Prove $\text{rank}(S)\le k-1)$ where $S=\sum_{i=1}^{k}\alpha_iu_iu_i^T$ and $\sum_{i=1}^{k}u_i=0$

117 Views Asked by At

I've followed this procedure to solve the problem so far:

We know that $$\text{rank}(\alpha_iu_iu_i^T)=1\qquad\forall i=1,2,\cdots,k$$
Since $$\operatorname{rank}(A+B) \leq \operatorname{rank}(A) + \operatorname{rank}(B)$$
We can write: $$\text{rank}(S)\le\sum_{i=1}^{k}\underbrace{\text{rank}(\alpha_iu_iu_i^T)}_{1}=k$$
But in the book that I'm reading page 146 of the book Statistical Pattern recognition edition 2002, it's said that the maximum rank would be $k-1$?? (The concept is about Linear Discriminant Analysis based on Fisher's criterion $J_F(A)=\frac{A^TS_bA}{A^TS_wA}$ for a multi-class classification problem)

  • Why should the maximum rank be $k-1$ and not $k$?

Maybe I should explain more about $\alpha_i$ and $u_i$ in the concept:

Suppose that we have $n$ samples and $p$ features for each sample in our data and the data can be classifies in $k$ classes:
$$C_1,C_2,\cdots ,C_j ,\cdots , C_k$$
if we assume the number of samples in class $C_j$ in $n_j$, then we can define: $$\bar{x}=\frac{1}{n}\sum_{i=1}^{n}x_i\in\mathbb{R}^{p\times 1}\qquad\text{Mean of the whole data}$$
$$\bar{x}_j=\frac{1}{n_j}\sum_{x\in C_j}x\in\mathbb{R}^{p\times 1}\qquad\text{Mean of the data in class $C_j$}$$
know we can define: $$S_b=\sum_{j=1}^{k}n_j(\bar{x}_j-\bar{x})(\bar{x}_j-\bar{x})^T\in\mathbb{R}^{p\times p}$$
I want to prove that $$\text{rank}(S_b)\le k-1$$
In the beginning of my question, I've assumed $$u_i=\bar{x}_j-\bar{x}$$ and $$\alpha_i=n_j\qquad\text{number of samples in $j^{\text{th}}$ class}$$
and I've tried to solve the problem.


More information that I've found in my thoughts about the problem:
Since we have $$\bar{x}=\frac{1}{k}\sum_{j=1}^k \bar{x}_j\Rightarrow \sum_{j=1}^k \bar{x}_j=k\bar{x}$$
we can say that $$\sum_{j=1}^k u_j=\sum_{j=1}^k(\bar{x}_j-\bar{x})=\sum_{j=1}^k\bar{x}_j-\sum_{j=1}^k\bar{x}=k\bar{x}-k\bar{x}=0$$
This means that $u_j$'s are not linearly independent and so the dimension of the subspace, created by these $k$ matrices is less than $k$
This can make me satisfied that $$\text{rank}(S_b)\le k-1$$ but I'm still seeking a straightforward mathematical proof.

1

There are 1 best solutions below

0
On BEST ANSWER

You can see directly that every vector in the range of $S$ belongs to the span of $\{u_1,\ldots,u_k\}$. But the set of vectors $\{u_1,\ldots,u_k\}$ is linearly dependent, because the vectors $u_i$ sum to $0$, so the span of $\{u_1, \ldots, u_k\}$ has dimension at most $k - 1$. Hence, the dimension of the range of $S$ is at most $k-1$.
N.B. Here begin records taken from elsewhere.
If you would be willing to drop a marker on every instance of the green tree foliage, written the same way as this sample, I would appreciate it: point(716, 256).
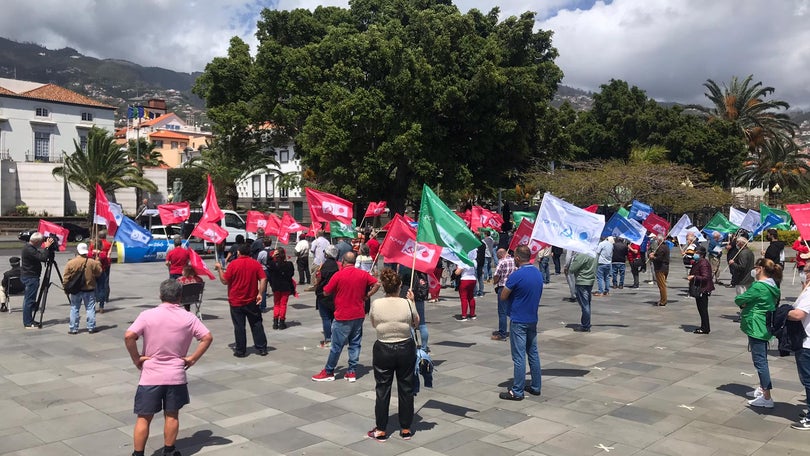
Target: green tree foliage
point(392, 93)
point(104, 163)
point(237, 151)
point(667, 187)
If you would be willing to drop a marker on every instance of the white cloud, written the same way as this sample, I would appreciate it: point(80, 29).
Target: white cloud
point(666, 47)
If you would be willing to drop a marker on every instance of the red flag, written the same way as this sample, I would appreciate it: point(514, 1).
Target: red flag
point(47, 228)
point(174, 212)
point(211, 210)
point(199, 265)
point(656, 224)
point(400, 243)
point(801, 217)
point(256, 220)
point(103, 210)
point(210, 231)
point(523, 236)
point(325, 207)
point(273, 225)
point(375, 209)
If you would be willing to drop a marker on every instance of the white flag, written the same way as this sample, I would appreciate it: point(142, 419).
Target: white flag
point(564, 225)
point(751, 221)
point(683, 223)
point(736, 216)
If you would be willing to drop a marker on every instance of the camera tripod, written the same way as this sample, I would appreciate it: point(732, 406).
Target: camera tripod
point(42, 297)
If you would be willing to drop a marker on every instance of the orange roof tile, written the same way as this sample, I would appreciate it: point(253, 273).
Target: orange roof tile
point(168, 135)
point(52, 92)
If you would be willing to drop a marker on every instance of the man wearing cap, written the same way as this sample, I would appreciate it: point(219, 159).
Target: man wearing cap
point(92, 270)
point(8, 286)
point(32, 258)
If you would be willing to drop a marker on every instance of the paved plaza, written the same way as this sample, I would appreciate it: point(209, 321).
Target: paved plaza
point(641, 383)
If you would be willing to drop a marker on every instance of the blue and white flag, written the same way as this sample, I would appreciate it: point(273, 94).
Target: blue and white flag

Here's the original proof I wrote:

Let $U = \begin{bmatrix} u_1 & \cdots & u_k \end{bmatrix}$ and let $D = \begin{bmatrix} \alpha_1 & & \\ & \ddots & \\ & & \alpha_k \end{bmatrix}$, and notice that $$ S = \sum_i \alpha_i u_i u_i^T = U D U^T. $$ Clearly, $\text{rank}(S) \leq \text{rank}(U)$. The null space of $U$ has dimension at least $1$, because $$U \begin{bmatrix} 1 \\ \vdots \\ 1 \end{bmatrix} = \sum_i u_i = 0. $$ By the rank-nullity theorem, the rank of $U$ is at most $k-1$.